Around the Kitchen Table: Spring planting
One topic that seems to be on everyone’s lips this time of year is spring planting. Whether you are a big-time farmer with hundreds of acres or a small local producer, planting time dominates conversations in the grocery store, hardware store or café. It’s on everyone’s minds. Even the hobby gardener gets caught up in the excitement.
I remember going with Dad to our small-town feed store and overhearing debates among the overalled and khaki-clad men. They would discuss the virtues of different varieties of corn and beans and what the Farmer’s Almanac predicted for rain. Many of the farmers we knew then still used horse- or mule-drawn equipment, so the timing of planting was dependent on the state of the fields – too wet and the animals and equipment would bog down; too dry and you’d end up with a lot of dust and too few germinating seeds.
Up until I was about 4 or 5, we had a Belgian Quarter horse cross that we used for field work. Unfortunately, Old Tom got too old to plow and died before spring planting, so that year Dad borrowed a neighbor’s mule and managed to get our garden in. We had to work it by hand the rest of the time. Fortunately, I was too little to be of much help, so I wasn’t required to hoe and chop weeds (thank goodness). I did, however, benefit from the onions, beans, potatoes, corn and tomatoes that grew – they were delicious.
Time went on and Dad tried other horses when it came time to plow, but they were basically a disaster. It was almost as if they were aware of the advent of modern machinery and were throwing off the archaic restraints put on equines for thousands of years. Dad just said, “They were too big for their britches and didn’t know their proper place.”
An observant neighbor concluded that Dad had probably chosen horses that were “too high falutin’” for such menial tasks as plowing. He may have been right. Dad was a good judge of horseflesh, but he favored the slick, lean, high-stepping saddle-type horses over the sturdy, slower-paced dependable farm horses. Can’t say I blame him; a pretty horse is hard to resist.
Eventually Dad came around to the modern way of doing things and bought a 1940s red Farmall tractor with implements. At least, it used to be red – now it was more of a faded, muddy, dark pink color. It did make short work of disking up the garden plot and making nice, even furrows for planting. Dad no longer had to chase down runaway reluctant “plow” horses, even though he did have to get used to different equipment.
There is a big difference in hooking up horse-drawn plows, planters and other things compared to the tractor variety. It took some getting used to for Dad; after all, he grew up walking behind a horse-drawn plow, and some habits are hard to break. But like everything in his life, he approached it with curiosity and an enthusiasm for learning something new. It didn’t take him long to figure out this new-fangled way of farming.
I think he sometimes missed the quiet sounds of the horse’s harness and traces jingling and creaking and the whisper of the soil as it rolled off the curve of the plow blade and heaped into rows.

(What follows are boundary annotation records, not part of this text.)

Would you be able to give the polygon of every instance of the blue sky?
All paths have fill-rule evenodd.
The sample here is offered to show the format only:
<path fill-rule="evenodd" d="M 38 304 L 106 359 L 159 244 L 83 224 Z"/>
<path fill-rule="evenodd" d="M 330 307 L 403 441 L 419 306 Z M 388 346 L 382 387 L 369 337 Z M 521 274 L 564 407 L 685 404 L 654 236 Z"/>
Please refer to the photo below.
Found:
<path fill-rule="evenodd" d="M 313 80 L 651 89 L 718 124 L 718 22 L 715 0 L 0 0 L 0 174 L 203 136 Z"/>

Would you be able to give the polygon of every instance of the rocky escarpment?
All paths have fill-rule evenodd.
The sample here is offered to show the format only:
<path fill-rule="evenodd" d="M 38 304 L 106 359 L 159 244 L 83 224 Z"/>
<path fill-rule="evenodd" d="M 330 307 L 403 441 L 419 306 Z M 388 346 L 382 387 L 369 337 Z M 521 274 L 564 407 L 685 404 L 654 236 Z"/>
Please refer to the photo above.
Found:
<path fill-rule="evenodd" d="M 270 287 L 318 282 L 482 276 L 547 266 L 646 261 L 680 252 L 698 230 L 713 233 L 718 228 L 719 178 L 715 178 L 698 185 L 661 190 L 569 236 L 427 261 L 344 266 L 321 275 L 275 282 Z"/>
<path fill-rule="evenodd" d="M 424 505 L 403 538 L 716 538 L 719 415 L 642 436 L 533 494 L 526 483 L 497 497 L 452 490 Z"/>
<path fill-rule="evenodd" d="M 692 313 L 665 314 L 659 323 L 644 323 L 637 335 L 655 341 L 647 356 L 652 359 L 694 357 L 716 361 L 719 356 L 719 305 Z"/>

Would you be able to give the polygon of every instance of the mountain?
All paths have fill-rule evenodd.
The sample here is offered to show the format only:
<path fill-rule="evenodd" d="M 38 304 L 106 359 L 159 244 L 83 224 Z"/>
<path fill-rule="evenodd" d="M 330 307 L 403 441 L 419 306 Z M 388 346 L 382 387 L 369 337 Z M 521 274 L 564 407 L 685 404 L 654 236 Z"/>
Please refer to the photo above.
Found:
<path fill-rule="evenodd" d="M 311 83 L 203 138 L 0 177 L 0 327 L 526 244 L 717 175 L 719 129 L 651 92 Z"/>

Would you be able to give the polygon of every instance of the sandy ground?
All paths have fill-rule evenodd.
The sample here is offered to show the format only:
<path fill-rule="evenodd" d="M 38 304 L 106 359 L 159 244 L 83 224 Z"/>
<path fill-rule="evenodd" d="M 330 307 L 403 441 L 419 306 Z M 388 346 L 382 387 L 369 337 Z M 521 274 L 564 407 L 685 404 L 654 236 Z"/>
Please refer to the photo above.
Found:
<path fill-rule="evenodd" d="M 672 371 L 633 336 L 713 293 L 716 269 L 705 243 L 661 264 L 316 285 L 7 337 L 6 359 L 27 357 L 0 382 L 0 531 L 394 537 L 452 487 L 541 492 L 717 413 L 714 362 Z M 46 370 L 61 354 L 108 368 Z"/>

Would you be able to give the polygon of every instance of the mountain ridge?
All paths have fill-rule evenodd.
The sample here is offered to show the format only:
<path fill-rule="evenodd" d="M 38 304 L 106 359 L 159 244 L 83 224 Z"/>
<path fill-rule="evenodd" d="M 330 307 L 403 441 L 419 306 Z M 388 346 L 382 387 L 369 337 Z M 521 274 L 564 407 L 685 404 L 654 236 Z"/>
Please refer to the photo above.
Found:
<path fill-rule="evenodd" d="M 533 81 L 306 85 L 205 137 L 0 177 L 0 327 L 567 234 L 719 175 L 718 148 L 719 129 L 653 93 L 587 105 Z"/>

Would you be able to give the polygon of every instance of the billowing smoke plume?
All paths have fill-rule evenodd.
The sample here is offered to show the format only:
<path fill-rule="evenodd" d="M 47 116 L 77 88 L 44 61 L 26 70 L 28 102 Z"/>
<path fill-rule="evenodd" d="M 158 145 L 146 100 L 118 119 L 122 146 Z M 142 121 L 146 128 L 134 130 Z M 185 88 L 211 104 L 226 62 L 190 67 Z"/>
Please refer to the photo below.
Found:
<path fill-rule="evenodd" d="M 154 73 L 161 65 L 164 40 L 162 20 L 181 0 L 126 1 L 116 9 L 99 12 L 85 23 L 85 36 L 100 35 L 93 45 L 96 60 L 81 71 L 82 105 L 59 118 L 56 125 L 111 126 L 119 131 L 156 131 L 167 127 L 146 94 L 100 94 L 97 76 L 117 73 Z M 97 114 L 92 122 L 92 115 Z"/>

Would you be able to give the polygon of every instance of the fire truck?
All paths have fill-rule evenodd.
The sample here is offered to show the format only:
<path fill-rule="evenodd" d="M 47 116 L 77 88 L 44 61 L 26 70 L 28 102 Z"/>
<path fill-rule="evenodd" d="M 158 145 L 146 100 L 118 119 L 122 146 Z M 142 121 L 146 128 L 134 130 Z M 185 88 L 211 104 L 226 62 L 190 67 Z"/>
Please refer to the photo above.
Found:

I guess that’s one of the reasons he couldn’t give up his manual corn planter. He’d used it for years with Old Tom, but now, he was faced with retiring it permanently.
My oldest sister overheard him talking to Mama about it and volunteered to pull it for him. Melanie was in high school at the time and stout for her age. She was Dad’s shadow growing up and had worked alongside him on the farm as hard as any son could, so Dad was willing to let her try.
I think she and Dad had fun that day because every round they made, their smiles got bigger. Pretty soon, we were all rowed up, cheering them on. That’s when Mama took this picture.
They got the field planted and we had a good crop of roasting ears that year thanks to their hard work. After that summer, Dad decided to retire the corn planter. He put it in our barn to protect it from the weather. It joined the harnesses, traces, horse collars, plow reins, plows and other outdated equipment. Today, it is part of Dad’s collection, a farm museum he put together with the help of my sisters, years ago.
When I look at the amazing display he is passing on to his grandchildren and great-grands, I am thankful I was able to see for myself the transition from the old ways to modernity … and I smile every time I see that old corn planter.